Applying Bond Similarity within the Commercial Real Estate Markets
Hugo Valent, Oct 2024 - 4 min read 
Image source: Image source: Pexels Cottonbro studios
Bond similarity plays a key role in the commercial real estate and credit markets, especially when it comes to building diverse portfolios in sectors like Commercial Mortgage-Backed Securities (CMBS). It refers to techniques used in machine learning and data analysis to measure how similar or related different items or entities are, often used in recommendation systems and clustering algorithms.
This short guide will give you a step-by-step approach to how you can start computing bond similarity using a sample dataset and a machine learning model. Our primary focus will be on the distance metrics used to calculate the similarity between bonds, example, focusing on distance metrics.
Distance metrics explained
Distance metrics are mathematical tools that measure how far apart two data points are. When it comes down to bonds, these metrics help us figure out how similar, or different they are based on their bond characteristics (also called “variables” or “features”).
Think of it like measuring the gap between two numbers ,for example, the distance between 10 and 6 is |10 – 6| = 4 and even when swapped around, the distance between 6 and 10 is also |6 – 10| = 4. This principle can be extended to compare bonds by evaluating the differences in their key characteristics.
Feature engineering
The key characteristics of a bond can also be called variables or features and their selection is particularly important in achieving valid results. Each feature can be fed to the model in its raw or transformed state. If its a standard, well understood value like the price of a bond then it may be safe to use its value raw. However, standard checks for data validity still apply, such as that price is not missing or infinitely large, but the value itself may not need transformation. A variable like interest rate is a percentage that can be transformed into a base percentage value (5.23% to 523bps).

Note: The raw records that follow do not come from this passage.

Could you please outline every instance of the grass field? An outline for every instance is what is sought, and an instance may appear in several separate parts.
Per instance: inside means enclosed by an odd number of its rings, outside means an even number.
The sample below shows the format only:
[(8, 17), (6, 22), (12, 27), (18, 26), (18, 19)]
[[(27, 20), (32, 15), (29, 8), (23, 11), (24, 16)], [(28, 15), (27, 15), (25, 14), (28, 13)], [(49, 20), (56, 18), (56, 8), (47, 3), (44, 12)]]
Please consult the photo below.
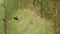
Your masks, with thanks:
[(59, 2), (0, 0), (0, 34), (56, 34)]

Nearly all variables will need some form of feature engineering or data cleaning to handle missing values, inconsistent/incorrect values, or duplicate values. Once we have a dataset of meaningful features of our bonds we can proceed with computing their similarity.
Computing bond similarity: An example
Let’s compute the similarity between five hypothetical bonds.

The key steps involve:
1. Selecting relevant features: Choose variables that describe a bond well, like yield to maturity and rating.

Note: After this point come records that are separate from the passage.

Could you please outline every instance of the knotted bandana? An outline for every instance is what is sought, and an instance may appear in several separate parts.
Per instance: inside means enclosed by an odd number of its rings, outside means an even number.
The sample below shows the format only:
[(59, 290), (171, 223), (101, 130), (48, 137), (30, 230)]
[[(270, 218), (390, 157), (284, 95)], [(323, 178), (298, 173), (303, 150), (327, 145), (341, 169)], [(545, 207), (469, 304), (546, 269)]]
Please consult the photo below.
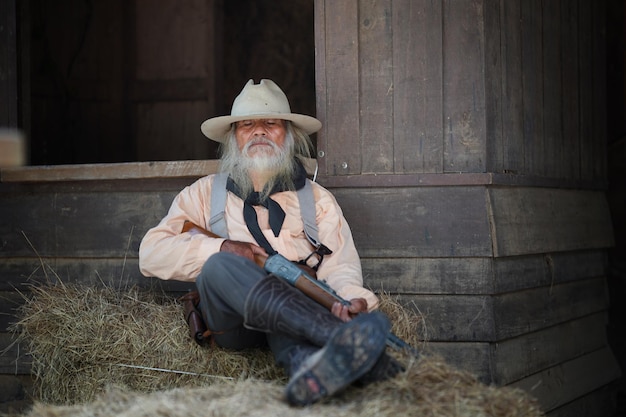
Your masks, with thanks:
[[(296, 172), (294, 176), (294, 186), (296, 190), (304, 187), (306, 183), (306, 170), (304, 166), (300, 163), (300, 161), (296, 160)], [(228, 178), (228, 182), (226, 183), (226, 189), (232, 193), (234, 193), (237, 197), (242, 198), (241, 190), (232, 180), (232, 178)], [(289, 191), (284, 184), (277, 184), (272, 188), (269, 193), (269, 196), (273, 194), (280, 193), (283, 191)], [(254, 210), (254, 206), (263, 206), (267, 209), (269, 215), (269, 223), (274, 236), (278, 237), (280, 234), (280, 229), (283, 226), (283, 222), (285, 221), (285, 211), (282, 209), (280, 204), (276, 201), (267, 197), (265, 199), (261, 199), (261, 194), (258, 192), (251, 193), (245, 200), (243, 204), (243, 218), (246, 222), (246, 226), (252, 236), (257, 241), (257, 243), (265, 249), (265, 251), (272, 255), (276, 253), (276, 251), (269, 244), (263, 232), (261, 232), (261, 228), (259, 227), (259, 221), (256, 215), (256, 211)]]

2. Transform features: Certain variables, like bond ratings (e.g., AAA, BB), are not directly interpretable by distance metrics as they are categorical rather than numerical. To address this, we transform the rating into numeric values. For instance, encode rating=AA as 1 and 0 otherwise, and then produce another encoding for rating=BB as 1 and 0 otherwise. That way each bond ends up with 1, 0 or 0,1 reflecting whether its AA rated or BB rated. Additionally, we split each rating into its own column so that the encoded values correctly reflect the bond’s rating.

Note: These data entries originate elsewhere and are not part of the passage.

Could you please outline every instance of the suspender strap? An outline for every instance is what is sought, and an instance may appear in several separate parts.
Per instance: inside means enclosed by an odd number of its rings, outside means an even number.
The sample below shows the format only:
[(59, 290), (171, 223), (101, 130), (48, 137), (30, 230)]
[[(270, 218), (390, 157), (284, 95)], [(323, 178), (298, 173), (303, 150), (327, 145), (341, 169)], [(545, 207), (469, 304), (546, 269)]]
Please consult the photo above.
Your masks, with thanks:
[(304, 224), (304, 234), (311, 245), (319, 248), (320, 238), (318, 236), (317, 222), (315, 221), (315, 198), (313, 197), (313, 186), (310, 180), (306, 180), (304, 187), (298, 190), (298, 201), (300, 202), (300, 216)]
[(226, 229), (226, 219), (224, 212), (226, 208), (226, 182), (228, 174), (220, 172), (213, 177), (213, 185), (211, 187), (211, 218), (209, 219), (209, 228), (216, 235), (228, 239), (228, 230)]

3. Computing the distance: Using the Euclidean distance formula, we compute the distance between each pair of bonds.
The formula is as follows: Distance = sqrt{(x2 – x1)²+(y2 – y1)²+ ••• + (z2 – z1)²}
Let’s calculate the distance between bond_DEF and bond_PQR:
Step 1: Compute the squared difference for each feature.
- yieldToMaturity: (5.33 – 5.33)^2 = 0
- rating_AAA: (1 – 0)^2 = 1
- rating_BB: (0 – 1)^2 = 1
Step 2: Sum the squared differences.
- 0 + 1 + 1 = 2
Step 3: Take the square root of the sum.
- sqrt{2} = approximately 1.41
Understanding the results
In the example above, we calculated the distance between bond_DEF and two other bonds.
The results show that:
- The distance between bond_DEF and bond_PQR is 1.41.
- The distance between bond_DEF and bond_MNO is 0.03.
Since a smaller distance indicates greater similarity, bond_MNO is more similar to bond_DEF than bond_PQR.
Using a vector database
A vector database is going to see every row of our sample dataset (omitting the ID) as an individual vector. Below is a representation of the individual rows without IDs but preserving the order (or some other way of tracing back each vector) of the original sample dataset above.
![]()
Each one of these vectors is going to be processed individually by the DB. Depending on what storage (indexing) method we choose we can constrain the search for similar bonds to pre-computed groups of vectors or choose to search across all of the stored vectors for maximum accuracy. Vector Databases support a number of different models that compute distances, including models that compute distances the way we described above.
Wrapping up
This method shows how to measure bond similarity using distance metrics, especially Euclidean distance. By changing categorical variables into numbers and applying distance calculations, we can see how similar bonds are to each other. This approach helps with tasks like building portfolios and managing risk in capital markets.